Paper No. 3-1
Presentation Time: 8:05 AM
THE 21ST CENTURY ART OF FINDING GROUNDWATER IN KARST
In the mid 19th century, Jean-Baptiste Paramelle developed a method of finding groundwater on the dry karst limestone plateaus of southwestern France. He used sinkholes, especially aligned sinkholes in dry valleys to determine the location of shallow groundwater flow. GIS technology makes it possible to evaluate Paramelle’s method anywhere by asking the question: do aligned sinkholes, and by extension, subsidence areas correspond to locations of high productivity water wells in karst terrain? The University of Texas Bureau of Economic Geology Miscellaneous Geologic Map No. 39 of the New Braunfels Texas Quadrangle, which incorporates field-checked sinkhole and subsidence features, shows 166 sinkholes and subsidence areas within a 60 mi (97 km) x 30 mi (64 km) faulted karst area near New Braunfels Texas.

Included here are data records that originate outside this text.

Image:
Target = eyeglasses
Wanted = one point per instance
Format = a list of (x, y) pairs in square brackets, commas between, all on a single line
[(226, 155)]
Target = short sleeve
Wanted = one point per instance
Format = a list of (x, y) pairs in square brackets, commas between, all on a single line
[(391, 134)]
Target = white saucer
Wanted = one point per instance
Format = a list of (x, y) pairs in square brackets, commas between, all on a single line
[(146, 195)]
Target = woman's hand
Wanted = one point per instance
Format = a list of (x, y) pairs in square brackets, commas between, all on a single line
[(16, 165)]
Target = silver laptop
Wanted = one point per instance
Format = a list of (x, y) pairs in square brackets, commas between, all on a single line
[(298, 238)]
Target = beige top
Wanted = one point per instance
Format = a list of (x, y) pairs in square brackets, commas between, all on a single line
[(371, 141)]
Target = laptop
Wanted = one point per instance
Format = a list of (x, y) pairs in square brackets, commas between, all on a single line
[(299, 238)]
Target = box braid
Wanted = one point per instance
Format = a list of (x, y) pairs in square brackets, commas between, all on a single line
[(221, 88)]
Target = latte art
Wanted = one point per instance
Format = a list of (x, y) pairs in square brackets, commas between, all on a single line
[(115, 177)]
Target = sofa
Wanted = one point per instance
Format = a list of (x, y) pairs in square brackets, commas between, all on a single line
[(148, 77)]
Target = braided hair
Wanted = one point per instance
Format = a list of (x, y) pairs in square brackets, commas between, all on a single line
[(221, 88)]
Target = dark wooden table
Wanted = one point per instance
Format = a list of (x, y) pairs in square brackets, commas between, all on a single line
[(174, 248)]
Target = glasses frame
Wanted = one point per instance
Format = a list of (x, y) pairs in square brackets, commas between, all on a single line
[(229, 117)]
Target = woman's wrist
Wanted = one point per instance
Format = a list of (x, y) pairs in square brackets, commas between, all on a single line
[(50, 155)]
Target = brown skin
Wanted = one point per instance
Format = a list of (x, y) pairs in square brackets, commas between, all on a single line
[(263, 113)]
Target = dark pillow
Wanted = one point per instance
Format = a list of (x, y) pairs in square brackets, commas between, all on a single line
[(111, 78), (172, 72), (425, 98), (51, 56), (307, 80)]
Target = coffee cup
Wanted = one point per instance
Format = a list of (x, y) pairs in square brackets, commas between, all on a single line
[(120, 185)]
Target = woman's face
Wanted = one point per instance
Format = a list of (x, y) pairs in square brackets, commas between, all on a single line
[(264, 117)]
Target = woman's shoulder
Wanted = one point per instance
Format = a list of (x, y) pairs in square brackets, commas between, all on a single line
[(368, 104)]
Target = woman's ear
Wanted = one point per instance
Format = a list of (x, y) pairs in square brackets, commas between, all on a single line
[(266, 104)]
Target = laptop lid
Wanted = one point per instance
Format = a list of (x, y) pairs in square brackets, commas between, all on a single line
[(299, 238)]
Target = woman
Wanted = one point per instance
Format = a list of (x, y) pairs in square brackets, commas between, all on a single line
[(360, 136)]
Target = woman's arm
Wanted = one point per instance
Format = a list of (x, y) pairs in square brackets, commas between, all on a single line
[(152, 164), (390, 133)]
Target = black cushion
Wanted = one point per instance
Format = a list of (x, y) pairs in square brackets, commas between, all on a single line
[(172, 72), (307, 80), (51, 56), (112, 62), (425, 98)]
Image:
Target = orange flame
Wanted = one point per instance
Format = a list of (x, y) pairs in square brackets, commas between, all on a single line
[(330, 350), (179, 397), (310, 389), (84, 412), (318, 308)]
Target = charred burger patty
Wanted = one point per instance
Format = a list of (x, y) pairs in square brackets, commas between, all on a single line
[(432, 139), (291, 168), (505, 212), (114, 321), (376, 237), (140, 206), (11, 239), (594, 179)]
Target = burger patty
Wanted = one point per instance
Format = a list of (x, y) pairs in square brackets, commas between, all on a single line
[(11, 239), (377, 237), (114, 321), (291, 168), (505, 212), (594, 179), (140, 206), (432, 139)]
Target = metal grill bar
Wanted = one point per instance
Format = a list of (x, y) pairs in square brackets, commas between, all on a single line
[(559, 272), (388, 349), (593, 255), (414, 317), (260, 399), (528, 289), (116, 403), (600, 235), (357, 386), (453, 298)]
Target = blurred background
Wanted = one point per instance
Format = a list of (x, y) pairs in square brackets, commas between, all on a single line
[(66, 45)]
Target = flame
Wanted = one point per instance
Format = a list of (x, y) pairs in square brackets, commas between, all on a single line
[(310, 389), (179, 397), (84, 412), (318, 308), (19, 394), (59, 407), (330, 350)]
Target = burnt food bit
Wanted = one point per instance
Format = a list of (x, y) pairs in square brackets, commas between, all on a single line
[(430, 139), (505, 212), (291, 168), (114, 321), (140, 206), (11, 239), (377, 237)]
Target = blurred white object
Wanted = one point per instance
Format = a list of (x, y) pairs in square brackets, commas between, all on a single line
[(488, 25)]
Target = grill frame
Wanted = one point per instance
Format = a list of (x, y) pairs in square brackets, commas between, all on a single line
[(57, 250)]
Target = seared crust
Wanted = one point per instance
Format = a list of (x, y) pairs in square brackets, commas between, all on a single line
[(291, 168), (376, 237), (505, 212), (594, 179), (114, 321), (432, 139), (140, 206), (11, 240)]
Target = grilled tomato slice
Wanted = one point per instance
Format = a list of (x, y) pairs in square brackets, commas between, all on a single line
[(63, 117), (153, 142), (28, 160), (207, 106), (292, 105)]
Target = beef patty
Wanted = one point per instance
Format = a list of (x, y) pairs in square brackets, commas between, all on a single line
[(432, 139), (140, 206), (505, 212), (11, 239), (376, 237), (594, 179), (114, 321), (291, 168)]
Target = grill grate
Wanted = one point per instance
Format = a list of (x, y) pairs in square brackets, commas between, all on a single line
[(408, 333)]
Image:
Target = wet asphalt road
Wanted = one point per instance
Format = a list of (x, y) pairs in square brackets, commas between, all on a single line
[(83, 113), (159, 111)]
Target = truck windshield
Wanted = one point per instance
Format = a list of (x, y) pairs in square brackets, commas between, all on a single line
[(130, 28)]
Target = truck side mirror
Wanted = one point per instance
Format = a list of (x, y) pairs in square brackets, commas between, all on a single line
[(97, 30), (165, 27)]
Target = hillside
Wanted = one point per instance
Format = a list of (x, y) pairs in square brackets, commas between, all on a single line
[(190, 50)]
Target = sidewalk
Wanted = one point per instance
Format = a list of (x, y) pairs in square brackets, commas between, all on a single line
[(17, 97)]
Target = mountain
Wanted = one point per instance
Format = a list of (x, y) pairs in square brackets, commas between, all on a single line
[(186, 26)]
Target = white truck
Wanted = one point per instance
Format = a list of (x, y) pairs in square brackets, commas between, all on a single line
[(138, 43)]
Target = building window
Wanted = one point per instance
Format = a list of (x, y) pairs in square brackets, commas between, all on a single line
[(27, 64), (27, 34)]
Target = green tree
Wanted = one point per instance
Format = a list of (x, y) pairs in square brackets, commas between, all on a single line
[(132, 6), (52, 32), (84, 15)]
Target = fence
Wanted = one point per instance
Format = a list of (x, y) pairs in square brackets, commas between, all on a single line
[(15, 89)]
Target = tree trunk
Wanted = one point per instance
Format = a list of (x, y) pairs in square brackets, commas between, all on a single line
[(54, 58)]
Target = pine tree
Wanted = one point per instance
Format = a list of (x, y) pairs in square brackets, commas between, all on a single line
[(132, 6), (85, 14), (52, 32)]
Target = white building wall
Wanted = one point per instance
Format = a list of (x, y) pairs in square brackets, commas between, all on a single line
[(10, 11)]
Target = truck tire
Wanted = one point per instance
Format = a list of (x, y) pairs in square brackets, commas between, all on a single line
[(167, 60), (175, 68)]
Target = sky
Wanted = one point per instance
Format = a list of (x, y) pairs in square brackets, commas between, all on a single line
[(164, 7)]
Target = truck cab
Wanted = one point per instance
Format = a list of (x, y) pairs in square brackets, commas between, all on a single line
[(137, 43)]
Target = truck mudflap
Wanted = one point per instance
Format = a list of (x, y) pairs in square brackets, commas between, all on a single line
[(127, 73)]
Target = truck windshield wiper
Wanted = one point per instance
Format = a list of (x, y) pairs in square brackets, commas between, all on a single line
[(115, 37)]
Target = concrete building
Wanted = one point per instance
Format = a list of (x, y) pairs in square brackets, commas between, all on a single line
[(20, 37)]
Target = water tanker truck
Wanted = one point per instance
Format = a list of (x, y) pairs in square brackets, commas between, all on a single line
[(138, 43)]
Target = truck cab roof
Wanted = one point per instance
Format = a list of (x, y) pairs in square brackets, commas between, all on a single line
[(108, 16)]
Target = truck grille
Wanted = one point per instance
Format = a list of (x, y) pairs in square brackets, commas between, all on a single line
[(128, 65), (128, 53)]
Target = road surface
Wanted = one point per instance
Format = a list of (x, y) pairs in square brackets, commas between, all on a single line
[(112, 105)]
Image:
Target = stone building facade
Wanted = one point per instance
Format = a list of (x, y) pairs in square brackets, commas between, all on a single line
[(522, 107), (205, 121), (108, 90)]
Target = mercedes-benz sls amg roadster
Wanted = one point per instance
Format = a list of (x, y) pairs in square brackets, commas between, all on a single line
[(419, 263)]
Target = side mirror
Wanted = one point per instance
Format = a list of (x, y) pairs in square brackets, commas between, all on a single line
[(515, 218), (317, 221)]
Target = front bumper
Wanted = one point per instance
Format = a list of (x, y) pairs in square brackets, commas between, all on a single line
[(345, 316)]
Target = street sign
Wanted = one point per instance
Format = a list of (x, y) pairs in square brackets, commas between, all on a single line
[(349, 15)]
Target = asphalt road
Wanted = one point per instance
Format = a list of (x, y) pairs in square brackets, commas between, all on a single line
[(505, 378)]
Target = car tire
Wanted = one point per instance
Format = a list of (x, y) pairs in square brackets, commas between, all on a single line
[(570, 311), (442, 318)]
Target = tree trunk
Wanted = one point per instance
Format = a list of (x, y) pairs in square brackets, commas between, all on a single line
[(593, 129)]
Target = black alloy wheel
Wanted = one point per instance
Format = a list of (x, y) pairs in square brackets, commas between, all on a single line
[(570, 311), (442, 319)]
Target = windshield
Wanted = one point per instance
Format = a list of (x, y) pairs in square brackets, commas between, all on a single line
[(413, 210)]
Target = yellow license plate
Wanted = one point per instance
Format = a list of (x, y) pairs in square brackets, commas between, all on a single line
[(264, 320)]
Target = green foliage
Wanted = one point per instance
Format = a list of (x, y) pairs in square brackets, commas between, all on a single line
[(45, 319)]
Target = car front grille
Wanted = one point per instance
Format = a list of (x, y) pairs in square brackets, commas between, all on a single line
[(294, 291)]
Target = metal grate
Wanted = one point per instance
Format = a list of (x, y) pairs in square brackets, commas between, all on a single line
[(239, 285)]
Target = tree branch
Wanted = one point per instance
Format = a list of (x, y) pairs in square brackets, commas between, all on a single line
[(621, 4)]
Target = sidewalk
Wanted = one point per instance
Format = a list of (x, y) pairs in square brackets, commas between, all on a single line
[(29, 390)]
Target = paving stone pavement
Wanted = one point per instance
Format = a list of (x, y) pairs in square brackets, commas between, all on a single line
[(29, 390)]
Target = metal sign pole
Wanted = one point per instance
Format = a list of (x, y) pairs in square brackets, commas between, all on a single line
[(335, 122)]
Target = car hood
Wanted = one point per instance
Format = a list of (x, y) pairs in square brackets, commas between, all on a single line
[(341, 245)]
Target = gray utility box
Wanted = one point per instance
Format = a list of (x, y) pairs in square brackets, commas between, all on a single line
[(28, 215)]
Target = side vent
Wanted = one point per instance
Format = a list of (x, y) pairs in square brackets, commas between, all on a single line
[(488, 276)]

The Texas Water Development Board Submitted Well Driller Reports database lists 2395 wells in the study area. GIS analysis revealed seven wells ranging in depth from 600 to 1240 feet (183 to 387 m) located within a 100 m buffer zone around sinkhole and subsidence areas and 18 wells ranging in depth from 440 to 1240 feet (134 to 387 m) located within a 200 m buffer zone around sinkholes and subsidence areas. Wells located within 100 m buffer zones have higher mean well yields (53 gpm or 289 m3/day) than wells within 200 m buffer zones (33 gpm or 179 m3/day) and wells that lie outside 200 m buffer zones (24 gpm or 130 m3/day). Many sinkholes and subsidence areas within 100 m and 200 m buffer zones are in close proximity to faults. None of the 103 highest yielding wells (between 100 and 1000 gpm /545 and 5451 m3/day) in the study area lie within 200 m of karst or subsidence features, indicating that other factors contribute to these very high well yields. A larger sample size would improve future studies of the relationship between well yields and sinkholes/subsidence areas in karst.